Which Politicians Receive Abuse?
datasetposted on 20.05.2020 by Genevieve Gorrell, Mehmet Bakir, Ian Roberts, Mark Greenwood, Kalina Bontcheva
Datasets usually provide raw data for analysis. This raw data often comes in spreadsheet form, but can be any collection of data, on which analysis can be performed.
The spreadsheets contain aggregate statistics for abusive language found in tweets to UK politicians in 2019. An overview spreadsheet is provided for each of the months of January to November ("per-mp-xxx-2019.csv" where xxx is the abbreviation for the month), with one row per MP, and a spreadsheet with data per day is provided for the campaign period of the UK 2019 general election, with one row per candidate, starting at the beginning of November and finishing on December 15th, a few days after the election ("campaign-period-per-cand-per-day.csv").
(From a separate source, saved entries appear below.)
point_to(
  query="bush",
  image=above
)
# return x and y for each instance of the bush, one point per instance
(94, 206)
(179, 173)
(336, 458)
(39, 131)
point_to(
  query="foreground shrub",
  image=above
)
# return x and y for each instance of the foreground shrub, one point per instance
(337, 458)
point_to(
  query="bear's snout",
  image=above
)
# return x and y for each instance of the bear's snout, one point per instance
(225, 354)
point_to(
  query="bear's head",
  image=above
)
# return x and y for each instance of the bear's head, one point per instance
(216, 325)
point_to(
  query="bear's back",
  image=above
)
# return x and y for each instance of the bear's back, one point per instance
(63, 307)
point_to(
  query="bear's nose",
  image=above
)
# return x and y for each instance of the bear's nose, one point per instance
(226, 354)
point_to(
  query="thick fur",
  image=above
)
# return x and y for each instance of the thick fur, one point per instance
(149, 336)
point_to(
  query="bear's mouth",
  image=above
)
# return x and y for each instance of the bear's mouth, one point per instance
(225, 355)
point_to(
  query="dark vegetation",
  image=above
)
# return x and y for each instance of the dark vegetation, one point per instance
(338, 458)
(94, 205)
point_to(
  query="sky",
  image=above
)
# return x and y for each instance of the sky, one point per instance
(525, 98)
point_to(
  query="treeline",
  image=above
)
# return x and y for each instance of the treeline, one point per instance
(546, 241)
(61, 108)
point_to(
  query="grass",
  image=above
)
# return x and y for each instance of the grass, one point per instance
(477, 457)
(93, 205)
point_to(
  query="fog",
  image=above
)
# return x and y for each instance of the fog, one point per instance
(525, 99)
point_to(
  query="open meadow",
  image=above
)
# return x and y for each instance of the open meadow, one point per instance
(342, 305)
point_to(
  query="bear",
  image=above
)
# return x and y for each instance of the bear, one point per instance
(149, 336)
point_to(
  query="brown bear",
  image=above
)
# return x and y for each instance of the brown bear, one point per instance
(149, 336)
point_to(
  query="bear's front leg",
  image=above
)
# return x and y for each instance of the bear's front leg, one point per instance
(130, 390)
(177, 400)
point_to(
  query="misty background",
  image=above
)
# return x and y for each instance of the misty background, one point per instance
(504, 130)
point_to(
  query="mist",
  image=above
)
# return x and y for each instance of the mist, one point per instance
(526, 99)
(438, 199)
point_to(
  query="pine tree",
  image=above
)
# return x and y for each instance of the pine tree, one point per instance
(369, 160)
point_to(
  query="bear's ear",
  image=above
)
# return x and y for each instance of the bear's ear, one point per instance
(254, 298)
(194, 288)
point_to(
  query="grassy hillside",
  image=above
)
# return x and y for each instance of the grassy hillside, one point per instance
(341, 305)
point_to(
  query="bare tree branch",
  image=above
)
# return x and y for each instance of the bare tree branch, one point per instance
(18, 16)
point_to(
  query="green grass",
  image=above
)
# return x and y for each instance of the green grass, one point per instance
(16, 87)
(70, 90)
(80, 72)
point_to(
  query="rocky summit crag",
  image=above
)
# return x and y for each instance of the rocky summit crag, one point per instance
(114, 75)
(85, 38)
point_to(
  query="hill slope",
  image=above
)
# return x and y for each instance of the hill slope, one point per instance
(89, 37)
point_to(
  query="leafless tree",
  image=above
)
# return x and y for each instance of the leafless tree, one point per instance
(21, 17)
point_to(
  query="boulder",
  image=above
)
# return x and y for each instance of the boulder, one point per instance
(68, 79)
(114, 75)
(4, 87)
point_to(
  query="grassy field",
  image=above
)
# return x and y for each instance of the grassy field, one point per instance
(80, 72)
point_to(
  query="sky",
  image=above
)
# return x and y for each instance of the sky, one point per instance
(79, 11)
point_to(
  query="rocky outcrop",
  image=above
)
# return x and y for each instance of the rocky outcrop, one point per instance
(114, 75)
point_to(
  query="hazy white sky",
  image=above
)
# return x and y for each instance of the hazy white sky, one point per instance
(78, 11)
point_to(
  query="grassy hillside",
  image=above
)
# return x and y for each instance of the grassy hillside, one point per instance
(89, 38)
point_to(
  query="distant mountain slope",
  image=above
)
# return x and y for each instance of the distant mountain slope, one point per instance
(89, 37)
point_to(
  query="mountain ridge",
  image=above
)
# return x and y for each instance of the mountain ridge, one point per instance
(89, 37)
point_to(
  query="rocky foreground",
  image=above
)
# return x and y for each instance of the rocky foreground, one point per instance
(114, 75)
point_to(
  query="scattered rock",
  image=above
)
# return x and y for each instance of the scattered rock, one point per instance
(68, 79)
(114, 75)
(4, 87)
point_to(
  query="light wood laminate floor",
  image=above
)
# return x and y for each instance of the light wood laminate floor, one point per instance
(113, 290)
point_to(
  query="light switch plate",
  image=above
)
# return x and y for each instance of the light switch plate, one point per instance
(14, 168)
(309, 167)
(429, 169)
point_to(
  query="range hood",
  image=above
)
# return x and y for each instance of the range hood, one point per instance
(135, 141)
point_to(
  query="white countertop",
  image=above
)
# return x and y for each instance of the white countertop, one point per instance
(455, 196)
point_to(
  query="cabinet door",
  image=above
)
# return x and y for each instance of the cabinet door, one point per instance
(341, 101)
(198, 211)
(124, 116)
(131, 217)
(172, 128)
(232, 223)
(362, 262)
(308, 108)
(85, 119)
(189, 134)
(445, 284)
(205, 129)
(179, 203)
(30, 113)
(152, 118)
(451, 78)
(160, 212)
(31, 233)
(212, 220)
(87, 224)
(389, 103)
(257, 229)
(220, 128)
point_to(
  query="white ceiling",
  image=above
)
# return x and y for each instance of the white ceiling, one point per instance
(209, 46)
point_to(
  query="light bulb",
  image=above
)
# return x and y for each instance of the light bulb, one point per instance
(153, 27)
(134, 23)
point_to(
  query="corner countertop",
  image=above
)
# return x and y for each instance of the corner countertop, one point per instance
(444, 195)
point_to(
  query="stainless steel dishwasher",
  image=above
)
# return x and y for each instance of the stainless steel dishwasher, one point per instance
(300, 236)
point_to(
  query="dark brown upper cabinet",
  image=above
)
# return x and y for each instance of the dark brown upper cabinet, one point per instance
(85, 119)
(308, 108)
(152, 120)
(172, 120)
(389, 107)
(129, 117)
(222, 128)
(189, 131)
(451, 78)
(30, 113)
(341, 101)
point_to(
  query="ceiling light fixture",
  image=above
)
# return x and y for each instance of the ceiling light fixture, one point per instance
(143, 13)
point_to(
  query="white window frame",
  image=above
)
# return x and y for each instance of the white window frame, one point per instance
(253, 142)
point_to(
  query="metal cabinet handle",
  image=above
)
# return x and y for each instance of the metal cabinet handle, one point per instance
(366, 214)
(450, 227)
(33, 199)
These spreadsheets list, for each individual, gender, party, the start and end times of the counts, tweets authored, retweets *by* the individual, replies by the individual, the number of times the individual was retweeted, replies received by the individual ("replyTo"), abusive tweets received in total and abusive tweets received in each of the categories sexist, racist and political.
Two additional spreadsheets focus on topics; "topics-of-cands.csv" and "topics-of-replies.csv". In the first, counts of tweets mentioning each of a set of topics are given, alongside counts of abusive tweets mentioning each topic, in tweets *by* each candidate. In the second, the counts are of replies received when a candidate mentions a topic, alongside abusive replies received when they mentioned that topic.
The data complement the forthcoming paper "Which Politicians Receive Abuse? Four Factors Illuminated in the UK General Election 2019", by Genevieve Gorrell, Mehmet E Bakir, Ian Roberts, Mark A Greenwood and Kalina Bontcheva. The way the data were acquired is described more fully in the paper.
Ethics approval was granted to collect the data through application 25371 at the University of Sheffield.
ESRC Grant number ES/T012714/1 "Responsible AI for Inclusive, Democratic Societies: A cross-disciplinary approach to detecting and countering abusive language online"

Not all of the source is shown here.